- Thai movie poster
- Directed by: Yuthlert Sippapak
- Written by: Yuthlert Sippapak
- Produced by: Amorn Chanapai Yuthlert Sippapak
- Starring: Laila Boonyasak Krit Sripoomseth
- Cinematography: Somkid Phukphong
- Edited by: Tawat Siripong
- Music by: Gancore Club
- Distributed by: Sahamongkol Film International
- Release date: 24 March 2005;
- Running time: 106 minutes
- Country: Thailand
- Language: Thai

= Buppah Rahtree Phase 2: Rahtree Returns =

Buppah Rahtree Phase 2: Rahtree Returns (บุปผาราตรี เฟส 2) is a 2005 Thai comedy-horror film written and directed by Yuthlert Sippapak. It is a sequel to the 2003 film, Buppah Rahtree.

==Plot==

The vengeful female ghost, Buppah, continues to inhabit apartment 609. She shares the room with her ghost boyfriend, Ake, who has been left legless by Buppah after his transgressions in the first film. A blind woman named Thip rents a neighboring apartment. She is due for an eye operation, but the doctor treating her tries to rape her. He is stopped by Rahtree who takes pity upon Thip. Meanwhile, a comic foursome of bank robbers have entered Rahtree's apartment and are using it as a hideout after robbing a bank but find themselves in trouble with Ake and Buppah.

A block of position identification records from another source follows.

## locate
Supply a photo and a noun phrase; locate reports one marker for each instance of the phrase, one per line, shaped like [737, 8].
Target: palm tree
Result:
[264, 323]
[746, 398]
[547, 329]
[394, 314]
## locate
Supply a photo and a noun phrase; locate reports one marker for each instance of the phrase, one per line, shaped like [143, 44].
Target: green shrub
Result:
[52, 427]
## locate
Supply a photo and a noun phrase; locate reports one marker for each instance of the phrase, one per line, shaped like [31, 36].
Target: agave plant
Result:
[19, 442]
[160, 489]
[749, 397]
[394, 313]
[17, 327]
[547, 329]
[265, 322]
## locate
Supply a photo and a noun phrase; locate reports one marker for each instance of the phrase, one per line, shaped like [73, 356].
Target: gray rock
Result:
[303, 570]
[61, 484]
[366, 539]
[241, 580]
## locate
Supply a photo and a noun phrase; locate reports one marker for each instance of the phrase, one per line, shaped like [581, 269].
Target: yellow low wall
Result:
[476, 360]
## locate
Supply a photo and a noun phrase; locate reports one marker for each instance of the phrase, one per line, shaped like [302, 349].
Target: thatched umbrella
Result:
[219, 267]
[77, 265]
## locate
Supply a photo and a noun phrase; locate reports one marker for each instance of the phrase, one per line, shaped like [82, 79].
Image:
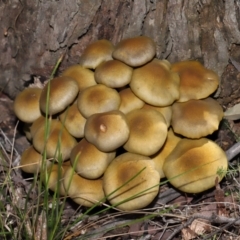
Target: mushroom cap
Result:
[59, 141]
[81, 190]
[63, 91]
[196, 118]
[98, 99]
[32, 161]
[129, 101]
[135, 51]
[73, 121]
[155, 84]
[131, 176]
[88, 161]
[169, 145]
[196, 81]
[148, 131]
[107, 131]
[83, 76]
[113, 74]
[96, 53]
[26, 105]
[36, 125]
[193, 165]
[165, 111]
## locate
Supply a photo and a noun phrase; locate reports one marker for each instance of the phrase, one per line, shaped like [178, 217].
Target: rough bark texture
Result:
[36, 33]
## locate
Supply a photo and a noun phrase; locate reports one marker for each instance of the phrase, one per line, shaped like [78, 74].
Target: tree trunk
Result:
[36, 33]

Its sequels are Rahtree Reborn and Rahtree Revenge. Buppah reborn to a girl and was raped and killed. Buppah's tutorial student Rang rents a neighboring apartment. He falls in love with the ghost. Meanwhile, a man J'Sam turns the third floor into an illegal casino. They are injured or killed by the ghost. The ghost is exorcised and reborn to another girl.

==Cast==
- Laila Boonyasak as Buppah Rahtree
- Krit Sripoomseth as Ake
- Pitchanart Sakakorn as Thip
- Phan Rojanarangsri as Doo
- Supakorn Srisawat as Dee
- Somjai Sukjai as Der
- Banphot Weerarat as Den
- Somlek Sakdikul as Master Tong

==Festivals and awards==
- The film was screened in competition at the 2005 Puchon International Fantastic Film Festival with the best actor prize being shared among the four comedian actors: Phan Rojanarangsri, Supakorn Srisawat, Somjai Sukjai and Banphot Weerarat.